The top number is the systolic, the moment when the heart contracts. The lower number is the diastolic. That is when the heart is at rest.
High BP, or hypertension, is sometimes called “the silent killer” because many people do not even know they have it.
As the heart pumps blood through the arteries it pushes the blood against the arterial walls with a force measured as blood pressure. During an exam, your health care provider may notice certain indications that high BP has damaged organs, such as the kidneys, blood vessels or heart. High BP is dangerous because increased pressure in the circulatory system forces your heart to work harder to keep your blood moving.
High BP is defined as a reading above 140/90 mm Hg.
After the age of fifty, the systolic is a much more important risk factor then the diastolic. It should be kept below 140. This differs from the past, when the diastolic number was believed to be most important.
It is crucial to monitor your BP frequently because there is no guarantee that it will remain stable.
Prior to going on medications to lower your BP, you may be advised to make lifestyle changes, such as daily exercise and weight loss. Lowering the amount of cholesterol and reducing your sodium intake to less than 2,400 milligrams a day will help. Adding calcium, Vitamin D, and potassium to your diet is frequently recommended.
In fact, there are natural ways to lower cholesterol, though for many people medications are required to lower your readings.
Your health care provider will need to evaluate the best medication for you.
Natural ways to lower blood pressure
Recently, there have been many sleep-related studies linking poor sleep habits, or sleep apnea, to elevated BP.
The studies have shown that if you sleep poorly your chances of developing hypertension may increase. The quality of your sleep, specifically the amount of sleep, is important in your overall health and decreases the risk of hypertension.
Poor sleep habits are related to sleep apnea, which should be checked for if hypertension is diagnosed.
Dietary changes are critical.
As previously stated, lowering the fat intake and cholesterol, as well as reducing the amount of salt, is very important. Foods to add to your diet are:
- skim milk
- unsalted sunflower seeds
- different types of beans
- white potatoes
- soy beans
Better yet, the American Journal of Medical Association published an article in July, 2007 stating that 30 calories of dark chocolate a day is good for lowering hypertension (and you thought it was all bad news!).
Hypotension or mildly low BP may be a sign of good health and a decrease in heart disease, but a sudden drop in pressure cannot only have scary symptoms but also serious health consequences.
Orthostatic hypotension is a rapid and sudden decrease in BP that occurs when a person changes positions, such as sitting from a prone position or standing. The symptoms may be lightheadedness, dizziness, or fainting (syncope), which occur when the body adjusts the way it pumps blood to maintain the pressure.
Even mild hypertension will lower your life expectancy to some degree if you do not seek treatment for it.

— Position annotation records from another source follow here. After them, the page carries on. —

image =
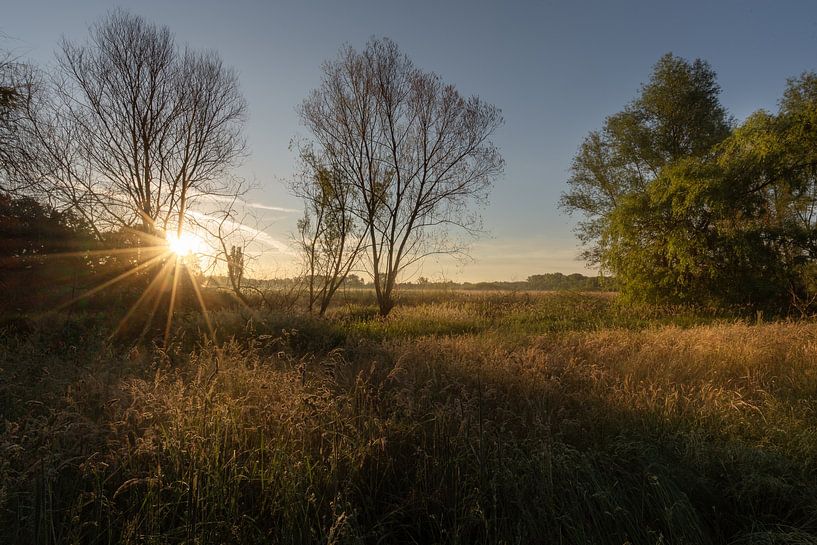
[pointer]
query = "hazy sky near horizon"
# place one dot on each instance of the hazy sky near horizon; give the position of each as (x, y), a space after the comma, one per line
(555, 68)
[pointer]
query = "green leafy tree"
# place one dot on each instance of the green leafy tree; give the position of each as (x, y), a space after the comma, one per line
(682, 208)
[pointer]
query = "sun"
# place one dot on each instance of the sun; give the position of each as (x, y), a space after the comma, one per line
(183, 245)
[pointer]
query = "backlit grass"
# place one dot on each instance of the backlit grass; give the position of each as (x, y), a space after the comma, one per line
(490, 418)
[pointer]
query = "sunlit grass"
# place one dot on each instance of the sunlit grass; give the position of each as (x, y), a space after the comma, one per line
(486, 418)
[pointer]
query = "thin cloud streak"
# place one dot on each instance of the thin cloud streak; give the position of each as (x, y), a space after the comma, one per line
(241, 202)
(257, 235)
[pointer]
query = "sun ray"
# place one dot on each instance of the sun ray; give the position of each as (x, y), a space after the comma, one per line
(156, 303)
(211, 331)
(87, 253)
(163, 273)
(113, 281)
(172, 305)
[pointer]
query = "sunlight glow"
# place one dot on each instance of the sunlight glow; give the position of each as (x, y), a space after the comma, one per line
(184, 245)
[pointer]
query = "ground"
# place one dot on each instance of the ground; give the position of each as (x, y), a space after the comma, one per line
(479, 417)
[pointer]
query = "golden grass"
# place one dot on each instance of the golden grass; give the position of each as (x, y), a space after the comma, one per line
(491, 419)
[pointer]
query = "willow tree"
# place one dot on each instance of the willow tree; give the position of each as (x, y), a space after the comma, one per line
(136, 127)
(414, 153)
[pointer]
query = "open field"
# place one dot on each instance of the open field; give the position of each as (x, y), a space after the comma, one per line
(463, 418)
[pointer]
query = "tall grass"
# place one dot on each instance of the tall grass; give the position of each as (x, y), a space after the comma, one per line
(491, 419)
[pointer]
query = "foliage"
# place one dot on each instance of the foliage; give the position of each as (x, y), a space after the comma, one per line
(43, 254)
(682, 207)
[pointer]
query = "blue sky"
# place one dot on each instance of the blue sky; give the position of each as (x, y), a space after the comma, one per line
(555, 68)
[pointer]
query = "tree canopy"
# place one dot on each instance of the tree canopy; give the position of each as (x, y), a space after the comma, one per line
(682, 204)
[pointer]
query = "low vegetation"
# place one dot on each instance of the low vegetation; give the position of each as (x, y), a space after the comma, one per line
(463, 418)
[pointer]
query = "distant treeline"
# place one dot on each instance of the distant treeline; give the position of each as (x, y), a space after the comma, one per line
(537, 282)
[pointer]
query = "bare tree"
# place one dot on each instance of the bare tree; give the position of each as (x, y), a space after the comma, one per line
(329, 236)
(136, 126)
(18, 88)
(414, 152)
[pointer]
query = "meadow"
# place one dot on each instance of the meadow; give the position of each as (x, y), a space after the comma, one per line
(478, 417)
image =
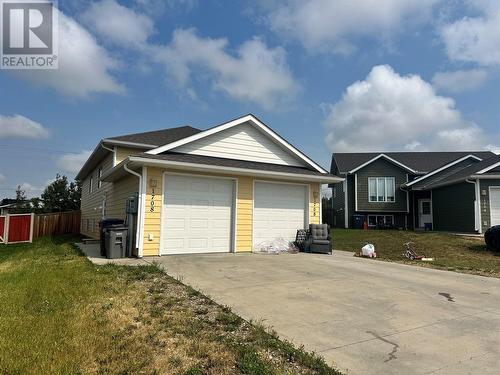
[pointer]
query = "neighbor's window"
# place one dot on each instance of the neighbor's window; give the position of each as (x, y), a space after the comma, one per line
(99, 175)
(381, 189)
(380, 220)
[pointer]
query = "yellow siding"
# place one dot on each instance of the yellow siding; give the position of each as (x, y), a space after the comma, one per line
(244, 214)
(244, 210)
(123, 152)
(152, 217)
(114, 194)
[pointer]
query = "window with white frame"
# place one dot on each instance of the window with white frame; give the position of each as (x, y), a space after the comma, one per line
(381, 189)
(99, 175)
(380, 220)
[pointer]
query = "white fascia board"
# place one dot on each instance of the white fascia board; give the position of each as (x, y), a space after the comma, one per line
(385, 157)
(443, 168)
(233, 170)
(231, 124)
(493, 166)
(486, 177)
(130, 144)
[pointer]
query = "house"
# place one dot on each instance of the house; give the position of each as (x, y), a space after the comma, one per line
(224, 189)
(447, 191)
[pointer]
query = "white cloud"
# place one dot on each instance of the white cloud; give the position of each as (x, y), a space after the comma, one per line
(118, 24)
(72, 163)
(460, 80)
(21, 127)
(328, 24)
(256, 73)
(475, 39)
(84, 66)
(387, 111)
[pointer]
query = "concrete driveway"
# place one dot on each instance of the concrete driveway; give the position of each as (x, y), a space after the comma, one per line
(367, 317)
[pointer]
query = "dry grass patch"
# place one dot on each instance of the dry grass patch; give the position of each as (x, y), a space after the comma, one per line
(66, 315)
(450, 252)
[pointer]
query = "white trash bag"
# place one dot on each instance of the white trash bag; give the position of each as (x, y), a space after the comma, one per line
(275, 246)
(368, 251)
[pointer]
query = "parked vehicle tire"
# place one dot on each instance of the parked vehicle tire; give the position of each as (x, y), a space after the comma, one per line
(492, 238)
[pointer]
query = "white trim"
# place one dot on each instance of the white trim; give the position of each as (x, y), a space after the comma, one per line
(486, 177)
(234, 213)
(493, 166)
(320, 204)
(478, 206)
(227, 125)
(382, 156)
(356, 192)
(346, 207)
(418, 210)
(385, 189)
(307, 208)
(239, 171)
(140, 251)
(407, 199)
(443, 168)
(489, 199)
(378, 214)
(125, 143)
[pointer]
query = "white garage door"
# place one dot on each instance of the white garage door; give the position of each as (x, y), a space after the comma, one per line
(495, 205)
(197, 215)
(279, 210)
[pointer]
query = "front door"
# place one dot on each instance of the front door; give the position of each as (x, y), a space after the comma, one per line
(424, 212)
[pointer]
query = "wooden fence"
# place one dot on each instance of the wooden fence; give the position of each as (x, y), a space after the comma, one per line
(57, 223)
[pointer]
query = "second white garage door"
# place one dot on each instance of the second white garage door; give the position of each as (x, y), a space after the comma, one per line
(495, 205)
(279, 210)
(197, 215)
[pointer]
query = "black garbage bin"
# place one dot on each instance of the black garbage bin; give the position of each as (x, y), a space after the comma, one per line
(103, 224)
(358, 221)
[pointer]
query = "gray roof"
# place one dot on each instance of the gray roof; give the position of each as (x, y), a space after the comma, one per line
(223, 162)
(158, 137)
(423, 162)
(465, 173)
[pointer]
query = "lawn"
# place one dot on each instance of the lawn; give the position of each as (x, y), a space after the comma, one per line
(450, 252)
(60, 314)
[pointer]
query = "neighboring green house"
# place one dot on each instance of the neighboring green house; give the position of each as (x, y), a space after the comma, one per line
(447, 191)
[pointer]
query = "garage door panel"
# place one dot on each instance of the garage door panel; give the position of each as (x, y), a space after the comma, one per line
(279, 210)
(198, 209)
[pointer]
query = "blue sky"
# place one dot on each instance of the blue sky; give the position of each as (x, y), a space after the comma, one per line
(329, 76)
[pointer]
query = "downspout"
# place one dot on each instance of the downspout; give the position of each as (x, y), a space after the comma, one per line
(105, 198)
(139, 209)
(477, 211)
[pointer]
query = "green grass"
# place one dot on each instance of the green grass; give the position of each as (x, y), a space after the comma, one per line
(450, 252)
(60, 314)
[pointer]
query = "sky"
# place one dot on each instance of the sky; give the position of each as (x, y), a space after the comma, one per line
(327, 75)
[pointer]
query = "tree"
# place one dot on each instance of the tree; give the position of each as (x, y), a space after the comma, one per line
(61, 196)
(21, 204)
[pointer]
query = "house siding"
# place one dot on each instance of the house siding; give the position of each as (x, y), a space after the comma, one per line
(381, 168)
(113, 194)
(242, 142)
(453, 208)
(484, 194)
(244, 209)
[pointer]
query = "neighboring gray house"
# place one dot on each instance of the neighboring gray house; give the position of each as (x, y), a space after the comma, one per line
(448, 191)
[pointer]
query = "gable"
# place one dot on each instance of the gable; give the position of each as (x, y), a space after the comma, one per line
(241, 142)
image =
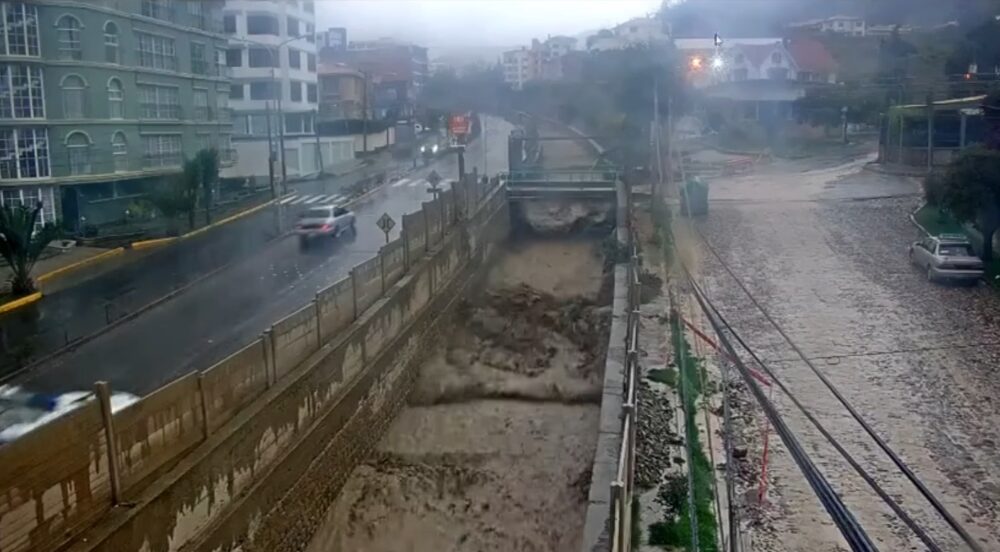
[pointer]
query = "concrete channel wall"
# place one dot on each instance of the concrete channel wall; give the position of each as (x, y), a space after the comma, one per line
(200, 463)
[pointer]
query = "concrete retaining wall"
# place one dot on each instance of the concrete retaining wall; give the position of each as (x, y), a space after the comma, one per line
(262, 480)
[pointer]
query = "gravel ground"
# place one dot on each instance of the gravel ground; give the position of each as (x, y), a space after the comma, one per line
(825, 252)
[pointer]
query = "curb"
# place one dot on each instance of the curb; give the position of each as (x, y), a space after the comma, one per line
(79, 264)
(18, 303)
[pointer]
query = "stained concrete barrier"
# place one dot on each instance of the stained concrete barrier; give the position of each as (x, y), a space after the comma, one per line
(262, 481)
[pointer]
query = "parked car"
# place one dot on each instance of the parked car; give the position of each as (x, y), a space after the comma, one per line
(324, 221)
(947, 257)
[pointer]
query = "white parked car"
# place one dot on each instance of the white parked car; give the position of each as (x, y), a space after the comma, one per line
(947, 257)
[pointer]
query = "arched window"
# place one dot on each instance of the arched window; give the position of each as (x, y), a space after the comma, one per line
(74, 97)
(78, 146)
(119, 151)
(116, 99)
(69, 37)
(111, 43)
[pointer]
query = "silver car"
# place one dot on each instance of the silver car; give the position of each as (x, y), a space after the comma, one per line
(947, 257)
(323, 221)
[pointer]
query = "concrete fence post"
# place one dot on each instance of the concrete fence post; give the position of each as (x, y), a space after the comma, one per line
(354, 294)
(269, 367)
(204, 405)
(103, 393)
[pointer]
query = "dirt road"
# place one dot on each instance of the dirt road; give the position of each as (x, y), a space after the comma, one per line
(824, 251)
(494, 450)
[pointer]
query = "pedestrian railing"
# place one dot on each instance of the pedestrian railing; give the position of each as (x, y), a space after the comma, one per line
(66, 475)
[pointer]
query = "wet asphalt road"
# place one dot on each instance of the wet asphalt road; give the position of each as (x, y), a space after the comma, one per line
(825, 251)
(227, 310)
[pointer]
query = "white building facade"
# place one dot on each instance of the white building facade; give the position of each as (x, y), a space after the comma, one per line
(273, 58)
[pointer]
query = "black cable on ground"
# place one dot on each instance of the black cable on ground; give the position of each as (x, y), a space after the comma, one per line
(849, 527)
(921, 534)
(903, 467)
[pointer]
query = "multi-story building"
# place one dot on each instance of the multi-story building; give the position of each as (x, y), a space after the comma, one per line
(342, 93)
(100, 100)
(272, 56)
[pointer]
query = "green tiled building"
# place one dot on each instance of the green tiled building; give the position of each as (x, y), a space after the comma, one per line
(100, 99)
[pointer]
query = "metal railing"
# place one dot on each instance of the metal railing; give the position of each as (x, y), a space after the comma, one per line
(622, 488)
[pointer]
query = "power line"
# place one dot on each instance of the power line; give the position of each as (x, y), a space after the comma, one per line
(903, 467)
(921, 534)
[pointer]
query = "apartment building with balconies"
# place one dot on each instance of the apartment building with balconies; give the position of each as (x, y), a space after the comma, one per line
(100, 100)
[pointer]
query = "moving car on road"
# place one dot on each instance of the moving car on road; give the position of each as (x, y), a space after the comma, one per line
(947, 257)
(325, 221)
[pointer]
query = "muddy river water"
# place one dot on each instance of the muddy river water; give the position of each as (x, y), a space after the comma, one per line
(494, 450)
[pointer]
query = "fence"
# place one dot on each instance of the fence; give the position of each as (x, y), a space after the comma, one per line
(620, 520)
(63, 477)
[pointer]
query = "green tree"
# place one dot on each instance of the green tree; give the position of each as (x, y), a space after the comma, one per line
(22, 242)
(970, 190)
(208, 177)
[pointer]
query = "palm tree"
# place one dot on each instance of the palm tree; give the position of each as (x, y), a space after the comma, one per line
(21, 243)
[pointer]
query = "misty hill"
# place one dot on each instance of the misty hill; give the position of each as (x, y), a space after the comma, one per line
(746, 18)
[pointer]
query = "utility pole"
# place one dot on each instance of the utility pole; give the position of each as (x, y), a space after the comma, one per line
(319, 148)
(270, 149)
(364, 116)
(930, 131)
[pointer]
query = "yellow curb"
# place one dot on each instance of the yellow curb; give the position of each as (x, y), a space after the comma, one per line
(226, 220)
(80, 264)
(146, 244)
(18, 303)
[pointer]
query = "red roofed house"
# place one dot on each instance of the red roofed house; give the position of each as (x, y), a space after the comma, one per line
(759, 79)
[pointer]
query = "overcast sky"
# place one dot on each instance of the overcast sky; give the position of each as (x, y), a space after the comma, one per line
(474, 23)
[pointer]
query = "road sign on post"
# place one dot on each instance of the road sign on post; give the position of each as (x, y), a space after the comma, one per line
(386, 224)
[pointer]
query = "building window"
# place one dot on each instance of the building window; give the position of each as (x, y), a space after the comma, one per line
(24, 153)
(159, 102)
(199, 64)
(119, 152)
(234, 57)
(159, 9)
(78, 147)
(161, 151)
(157, 52)
(261, 57)
(21, 92)
(20, 29)
(111, 43)
(74, 97)
(116, 99)
(200, 101)
(262, 24)
(263, 90)
(69, 37)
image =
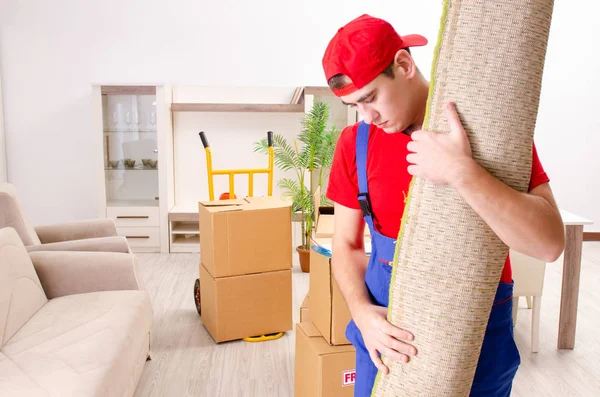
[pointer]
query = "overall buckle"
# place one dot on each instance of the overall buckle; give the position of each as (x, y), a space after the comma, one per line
(365, 204)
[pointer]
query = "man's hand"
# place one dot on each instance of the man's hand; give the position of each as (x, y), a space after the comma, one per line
(381, 336)
(439, 158)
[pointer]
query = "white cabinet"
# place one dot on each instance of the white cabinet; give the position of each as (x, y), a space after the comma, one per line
(136, 129)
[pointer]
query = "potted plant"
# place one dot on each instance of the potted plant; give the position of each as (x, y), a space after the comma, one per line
(311, 153)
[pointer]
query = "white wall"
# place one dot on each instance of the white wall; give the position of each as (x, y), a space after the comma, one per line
(2, 141)
(52, 52)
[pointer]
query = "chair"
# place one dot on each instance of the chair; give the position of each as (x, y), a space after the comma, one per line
(528, 276)
(87, 235)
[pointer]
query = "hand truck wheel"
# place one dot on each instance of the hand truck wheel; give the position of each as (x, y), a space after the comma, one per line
(197, 295)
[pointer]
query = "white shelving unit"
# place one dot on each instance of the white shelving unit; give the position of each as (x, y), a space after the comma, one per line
(134, 123)
(184, 229)
(193, 109)
(156, 207)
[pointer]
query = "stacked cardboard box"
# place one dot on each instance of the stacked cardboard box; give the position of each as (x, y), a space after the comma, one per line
(325, 359)
(245, 267)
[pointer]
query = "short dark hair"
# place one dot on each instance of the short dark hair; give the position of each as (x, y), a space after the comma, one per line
(340, 80)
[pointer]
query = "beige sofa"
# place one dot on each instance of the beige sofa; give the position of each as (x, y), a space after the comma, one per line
(71, 323)
(86, 235)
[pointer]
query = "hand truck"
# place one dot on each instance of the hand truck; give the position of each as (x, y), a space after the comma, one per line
(211, 194)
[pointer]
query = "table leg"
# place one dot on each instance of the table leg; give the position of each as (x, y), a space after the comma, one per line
(567, 322)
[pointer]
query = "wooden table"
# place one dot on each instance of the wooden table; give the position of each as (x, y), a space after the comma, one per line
(567, 322)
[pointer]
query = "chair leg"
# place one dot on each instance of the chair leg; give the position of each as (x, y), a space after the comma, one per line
(535, 324)
(515, 308)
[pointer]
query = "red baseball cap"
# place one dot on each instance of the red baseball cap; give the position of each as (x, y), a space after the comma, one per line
(362, 49)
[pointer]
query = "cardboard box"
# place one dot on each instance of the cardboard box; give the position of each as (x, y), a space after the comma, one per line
(240, 306)
(252, 235)
(322, 370)
(324, 219)
(304, 311)
(328, 309)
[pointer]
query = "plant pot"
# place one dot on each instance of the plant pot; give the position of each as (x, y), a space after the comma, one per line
(304, 256)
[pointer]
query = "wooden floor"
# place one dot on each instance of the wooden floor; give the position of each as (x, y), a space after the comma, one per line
(186, 361)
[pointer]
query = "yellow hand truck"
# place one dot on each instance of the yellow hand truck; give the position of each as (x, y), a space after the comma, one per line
(231, 195)
(232, 173)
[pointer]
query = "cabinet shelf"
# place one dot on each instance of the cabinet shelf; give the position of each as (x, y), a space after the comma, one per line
(182, 240)
(237, 107)
(131, 169)
(130, 131)
(133, 203)
(185, 228)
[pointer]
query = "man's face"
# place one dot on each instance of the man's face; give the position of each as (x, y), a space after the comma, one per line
(385, 102)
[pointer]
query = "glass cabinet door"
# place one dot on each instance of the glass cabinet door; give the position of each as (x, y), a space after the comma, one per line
(130, 150)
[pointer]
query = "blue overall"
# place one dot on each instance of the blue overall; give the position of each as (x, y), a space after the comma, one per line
(499, 357)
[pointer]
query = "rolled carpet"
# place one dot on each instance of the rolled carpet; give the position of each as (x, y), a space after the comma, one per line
(489, 60)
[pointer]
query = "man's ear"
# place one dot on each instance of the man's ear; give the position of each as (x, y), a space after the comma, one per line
(405, 64)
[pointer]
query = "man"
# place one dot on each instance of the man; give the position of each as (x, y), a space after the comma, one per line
(369, 66)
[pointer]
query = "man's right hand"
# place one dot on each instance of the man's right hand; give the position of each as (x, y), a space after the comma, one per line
(381, 336)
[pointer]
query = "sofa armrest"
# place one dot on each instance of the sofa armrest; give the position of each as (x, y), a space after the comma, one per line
(100, 244)
(66, 273)
(77, 230)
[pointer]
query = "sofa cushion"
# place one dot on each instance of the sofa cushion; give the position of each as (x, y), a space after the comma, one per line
(80, 345)
(21, 293)
(12, 215)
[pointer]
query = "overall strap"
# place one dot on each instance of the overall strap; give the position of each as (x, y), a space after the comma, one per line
(362, 144)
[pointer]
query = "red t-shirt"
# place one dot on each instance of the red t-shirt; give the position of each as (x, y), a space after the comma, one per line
(386, 162)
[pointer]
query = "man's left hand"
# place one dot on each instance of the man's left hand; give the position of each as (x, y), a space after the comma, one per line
(440, 158)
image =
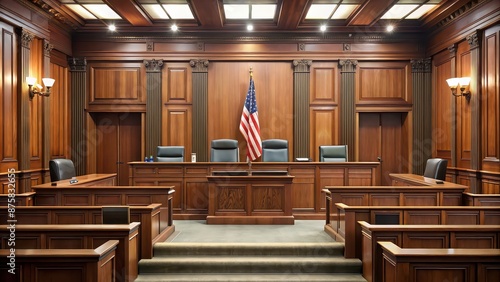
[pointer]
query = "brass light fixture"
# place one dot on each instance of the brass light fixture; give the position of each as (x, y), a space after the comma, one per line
(462, 83)
(36, 89)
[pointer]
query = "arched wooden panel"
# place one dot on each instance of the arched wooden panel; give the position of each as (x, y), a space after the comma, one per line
(324, 128)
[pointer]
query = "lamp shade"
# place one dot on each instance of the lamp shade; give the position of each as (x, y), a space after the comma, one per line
(48, 82)
(452, 82)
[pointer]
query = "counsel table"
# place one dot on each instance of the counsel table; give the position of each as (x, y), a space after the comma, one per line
(250, 200)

If you have untreated severe hypertension, the disorder may shorten your life considerably.
Do you know what your BP reading is?
Hypnosis and hypertension
So how can hypnosis help reduce high blood pressure?
Hypnosis is very effective at treating a number of risk factors associated with your blood pressure and hypertension. For example, hypnosis is effective for treating insomnia and other sleep related issues. And it is proven effective for dealing with stress (another risk factor), smoking cessation and weight loss.
And all of these are risk factors for hypertension.
So, should you have one, or many, risk factors for high blood pressure there’s a good chance that hypnosis can help you.